When you first meet Dr. Gakombe, he strikes you as a no-nonsense fellow, but when you engage him, you meet this warm, well-versed person, with an inordinate sense of humor. We are at the Metropolitan Hospital in Buruburu estate in the east of Nairobi, under the warm mid-morning sun, and he is relaxed and ready to share with us his journey through transforming the health sector over the years. “I am all yours,” he says, as we sit down for an interview on the green, neat and well-tended lawns of the hospital.

After graduating with a Bachelor of Medicine and Bachelor of Surgery (MBChB) from the University of Nairobi in Kenya, Dr.
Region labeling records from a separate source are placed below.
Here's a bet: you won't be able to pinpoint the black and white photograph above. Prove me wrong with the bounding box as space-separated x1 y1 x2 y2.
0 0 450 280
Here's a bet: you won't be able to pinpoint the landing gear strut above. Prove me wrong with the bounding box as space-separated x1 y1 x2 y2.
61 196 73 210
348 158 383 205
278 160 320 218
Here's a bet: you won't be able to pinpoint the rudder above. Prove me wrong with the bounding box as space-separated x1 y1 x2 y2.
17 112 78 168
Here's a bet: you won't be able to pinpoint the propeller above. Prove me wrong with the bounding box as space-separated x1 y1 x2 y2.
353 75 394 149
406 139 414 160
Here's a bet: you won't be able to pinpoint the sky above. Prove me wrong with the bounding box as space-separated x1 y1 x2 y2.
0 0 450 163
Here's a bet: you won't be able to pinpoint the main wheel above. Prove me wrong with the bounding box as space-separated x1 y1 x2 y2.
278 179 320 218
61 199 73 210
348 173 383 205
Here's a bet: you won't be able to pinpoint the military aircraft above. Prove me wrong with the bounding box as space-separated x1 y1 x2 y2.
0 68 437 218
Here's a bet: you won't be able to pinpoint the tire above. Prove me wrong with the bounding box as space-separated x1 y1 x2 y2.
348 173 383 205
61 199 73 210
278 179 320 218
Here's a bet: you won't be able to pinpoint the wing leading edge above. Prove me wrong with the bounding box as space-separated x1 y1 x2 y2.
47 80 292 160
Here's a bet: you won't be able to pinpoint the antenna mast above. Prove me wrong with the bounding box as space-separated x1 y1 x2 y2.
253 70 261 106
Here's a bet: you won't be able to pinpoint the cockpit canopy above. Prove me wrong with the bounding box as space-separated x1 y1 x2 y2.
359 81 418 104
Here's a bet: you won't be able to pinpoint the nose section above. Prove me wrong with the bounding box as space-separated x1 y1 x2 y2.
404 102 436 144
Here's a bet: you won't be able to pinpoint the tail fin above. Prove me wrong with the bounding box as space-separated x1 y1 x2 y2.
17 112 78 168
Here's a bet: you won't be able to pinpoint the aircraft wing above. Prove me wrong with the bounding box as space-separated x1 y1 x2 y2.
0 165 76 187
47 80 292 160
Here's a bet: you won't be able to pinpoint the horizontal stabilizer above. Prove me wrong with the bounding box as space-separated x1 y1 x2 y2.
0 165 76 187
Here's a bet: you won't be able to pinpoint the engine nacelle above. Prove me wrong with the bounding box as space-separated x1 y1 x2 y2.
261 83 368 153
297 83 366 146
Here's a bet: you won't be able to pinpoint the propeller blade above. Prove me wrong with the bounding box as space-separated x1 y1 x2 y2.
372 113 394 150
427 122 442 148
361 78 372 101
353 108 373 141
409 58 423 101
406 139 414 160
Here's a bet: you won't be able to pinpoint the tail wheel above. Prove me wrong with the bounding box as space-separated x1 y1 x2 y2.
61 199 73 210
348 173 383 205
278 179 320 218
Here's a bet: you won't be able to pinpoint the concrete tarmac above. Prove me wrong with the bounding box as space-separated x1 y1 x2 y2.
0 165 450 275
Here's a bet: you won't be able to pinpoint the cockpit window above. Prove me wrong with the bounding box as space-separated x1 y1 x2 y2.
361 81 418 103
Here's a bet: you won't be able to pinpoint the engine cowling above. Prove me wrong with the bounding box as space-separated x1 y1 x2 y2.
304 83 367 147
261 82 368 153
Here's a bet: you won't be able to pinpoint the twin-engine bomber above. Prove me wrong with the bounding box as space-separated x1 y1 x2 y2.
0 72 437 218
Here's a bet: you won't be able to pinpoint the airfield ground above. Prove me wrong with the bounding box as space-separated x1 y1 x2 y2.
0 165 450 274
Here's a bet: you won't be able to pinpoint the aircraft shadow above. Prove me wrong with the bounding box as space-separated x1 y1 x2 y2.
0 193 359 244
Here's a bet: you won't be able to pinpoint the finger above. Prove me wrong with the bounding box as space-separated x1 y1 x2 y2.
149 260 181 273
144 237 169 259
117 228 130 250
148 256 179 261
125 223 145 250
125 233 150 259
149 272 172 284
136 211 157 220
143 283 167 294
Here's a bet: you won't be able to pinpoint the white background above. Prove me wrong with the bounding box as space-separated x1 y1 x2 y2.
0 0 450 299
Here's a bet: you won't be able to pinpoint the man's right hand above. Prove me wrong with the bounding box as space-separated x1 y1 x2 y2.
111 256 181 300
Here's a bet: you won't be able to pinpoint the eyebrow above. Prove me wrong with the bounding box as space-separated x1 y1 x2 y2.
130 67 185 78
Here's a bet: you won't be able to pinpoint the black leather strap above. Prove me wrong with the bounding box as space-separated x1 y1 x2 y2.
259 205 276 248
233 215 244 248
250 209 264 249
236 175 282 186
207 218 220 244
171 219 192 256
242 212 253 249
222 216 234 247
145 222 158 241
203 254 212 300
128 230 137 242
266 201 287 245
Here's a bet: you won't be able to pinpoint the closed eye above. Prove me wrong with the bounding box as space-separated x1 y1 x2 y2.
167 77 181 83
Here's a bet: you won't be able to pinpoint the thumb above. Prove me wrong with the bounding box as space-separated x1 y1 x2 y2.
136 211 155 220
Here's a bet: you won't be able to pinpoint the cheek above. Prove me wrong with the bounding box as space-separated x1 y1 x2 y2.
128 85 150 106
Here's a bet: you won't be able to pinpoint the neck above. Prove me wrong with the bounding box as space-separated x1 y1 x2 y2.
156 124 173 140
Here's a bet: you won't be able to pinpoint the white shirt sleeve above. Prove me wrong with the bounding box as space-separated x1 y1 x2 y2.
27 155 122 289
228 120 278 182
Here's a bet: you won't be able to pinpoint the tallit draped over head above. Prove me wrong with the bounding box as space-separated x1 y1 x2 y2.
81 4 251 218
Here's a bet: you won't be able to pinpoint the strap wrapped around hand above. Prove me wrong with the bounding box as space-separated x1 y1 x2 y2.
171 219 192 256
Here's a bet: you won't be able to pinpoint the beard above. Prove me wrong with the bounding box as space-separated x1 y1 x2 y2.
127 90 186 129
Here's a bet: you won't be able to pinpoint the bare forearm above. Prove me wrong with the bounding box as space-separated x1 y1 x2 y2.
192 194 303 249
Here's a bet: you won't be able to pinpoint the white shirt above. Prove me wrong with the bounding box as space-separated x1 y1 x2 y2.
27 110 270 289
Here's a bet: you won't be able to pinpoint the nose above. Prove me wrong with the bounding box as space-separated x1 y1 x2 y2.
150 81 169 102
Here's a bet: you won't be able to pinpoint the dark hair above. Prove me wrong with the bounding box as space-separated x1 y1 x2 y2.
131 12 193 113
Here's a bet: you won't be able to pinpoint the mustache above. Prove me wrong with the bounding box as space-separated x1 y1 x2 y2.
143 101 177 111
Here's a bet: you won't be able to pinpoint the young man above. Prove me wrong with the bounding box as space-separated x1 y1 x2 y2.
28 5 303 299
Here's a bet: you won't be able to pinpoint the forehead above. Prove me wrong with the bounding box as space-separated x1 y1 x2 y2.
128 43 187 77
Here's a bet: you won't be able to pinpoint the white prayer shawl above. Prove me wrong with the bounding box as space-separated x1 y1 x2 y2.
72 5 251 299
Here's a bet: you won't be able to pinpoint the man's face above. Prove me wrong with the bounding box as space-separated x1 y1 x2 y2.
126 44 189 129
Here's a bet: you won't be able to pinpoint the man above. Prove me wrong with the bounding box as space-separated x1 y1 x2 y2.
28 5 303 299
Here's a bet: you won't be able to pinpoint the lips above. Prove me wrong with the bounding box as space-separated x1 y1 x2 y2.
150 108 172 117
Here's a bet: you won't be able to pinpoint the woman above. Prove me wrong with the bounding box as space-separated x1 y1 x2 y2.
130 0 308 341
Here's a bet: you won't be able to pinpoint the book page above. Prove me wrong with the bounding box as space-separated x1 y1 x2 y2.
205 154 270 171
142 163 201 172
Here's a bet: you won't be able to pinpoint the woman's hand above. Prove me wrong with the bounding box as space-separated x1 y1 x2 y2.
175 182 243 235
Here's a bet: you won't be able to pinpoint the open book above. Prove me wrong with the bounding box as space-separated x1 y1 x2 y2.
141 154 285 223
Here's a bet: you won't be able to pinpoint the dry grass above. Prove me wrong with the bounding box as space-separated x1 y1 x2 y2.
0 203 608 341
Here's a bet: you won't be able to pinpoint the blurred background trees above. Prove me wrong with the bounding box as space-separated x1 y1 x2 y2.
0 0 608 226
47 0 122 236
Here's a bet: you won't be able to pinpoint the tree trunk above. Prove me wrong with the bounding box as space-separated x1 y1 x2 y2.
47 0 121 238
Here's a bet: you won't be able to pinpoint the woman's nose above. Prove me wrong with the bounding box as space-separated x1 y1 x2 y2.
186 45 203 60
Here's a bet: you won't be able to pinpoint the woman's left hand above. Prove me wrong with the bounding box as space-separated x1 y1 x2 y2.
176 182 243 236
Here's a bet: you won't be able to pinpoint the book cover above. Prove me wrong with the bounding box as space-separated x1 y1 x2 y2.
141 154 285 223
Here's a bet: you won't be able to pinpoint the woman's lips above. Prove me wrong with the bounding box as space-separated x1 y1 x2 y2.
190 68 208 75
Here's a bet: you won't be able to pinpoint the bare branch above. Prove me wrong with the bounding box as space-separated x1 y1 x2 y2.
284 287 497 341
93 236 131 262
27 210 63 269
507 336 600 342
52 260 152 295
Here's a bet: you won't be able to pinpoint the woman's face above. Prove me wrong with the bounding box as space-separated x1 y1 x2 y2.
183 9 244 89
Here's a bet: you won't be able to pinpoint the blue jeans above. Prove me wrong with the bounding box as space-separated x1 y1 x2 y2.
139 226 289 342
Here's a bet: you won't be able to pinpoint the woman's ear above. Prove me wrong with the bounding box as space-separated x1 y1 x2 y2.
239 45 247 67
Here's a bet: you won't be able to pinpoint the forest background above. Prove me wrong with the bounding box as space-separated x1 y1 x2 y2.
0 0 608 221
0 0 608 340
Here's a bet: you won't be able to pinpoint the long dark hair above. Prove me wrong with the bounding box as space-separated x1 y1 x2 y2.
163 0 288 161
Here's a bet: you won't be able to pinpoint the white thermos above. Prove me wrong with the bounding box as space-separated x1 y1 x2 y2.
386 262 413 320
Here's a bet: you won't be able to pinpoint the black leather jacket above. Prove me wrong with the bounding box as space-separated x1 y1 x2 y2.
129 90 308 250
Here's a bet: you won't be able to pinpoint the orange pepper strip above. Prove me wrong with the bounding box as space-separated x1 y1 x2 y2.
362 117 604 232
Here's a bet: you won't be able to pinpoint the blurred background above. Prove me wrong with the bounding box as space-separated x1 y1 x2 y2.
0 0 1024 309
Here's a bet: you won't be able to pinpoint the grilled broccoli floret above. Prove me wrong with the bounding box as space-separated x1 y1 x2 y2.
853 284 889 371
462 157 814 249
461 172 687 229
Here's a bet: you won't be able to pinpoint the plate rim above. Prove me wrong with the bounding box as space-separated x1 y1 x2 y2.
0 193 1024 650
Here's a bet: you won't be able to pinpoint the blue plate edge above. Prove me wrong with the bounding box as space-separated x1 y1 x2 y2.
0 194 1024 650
Gakombe alongside other young doctors saw an opportunity beyond the overcrowded public healthcare facilities and a few private hospitals that were relied upon by millions of Kenyans to access healthcare: a middle class who could not access quality healthcare and could not afford healthcare in the existing private hospitals.

They then sat down and came up with a concept that would bridge the gap by taking care of this middle class and providing them with quality, effective healthcare. Buruburu estate then was the largest middle class single estate in the city of Nairobi and played a perfect location to this dream facility.

“There was the gap between the congested public sector and the expensive private sector, that’s the space we chose to sit in and that’s the space we are still occupying” he says.

That was 26 years ago in 1996 – and the rest is history – as the original idea of Metropolitan Hospital has since metamorphosed into providing healthcare services to not only the residents of Buruburu and those living in the eastlands area of Nairobi, but also to the surrounding counties beyond Nairobi.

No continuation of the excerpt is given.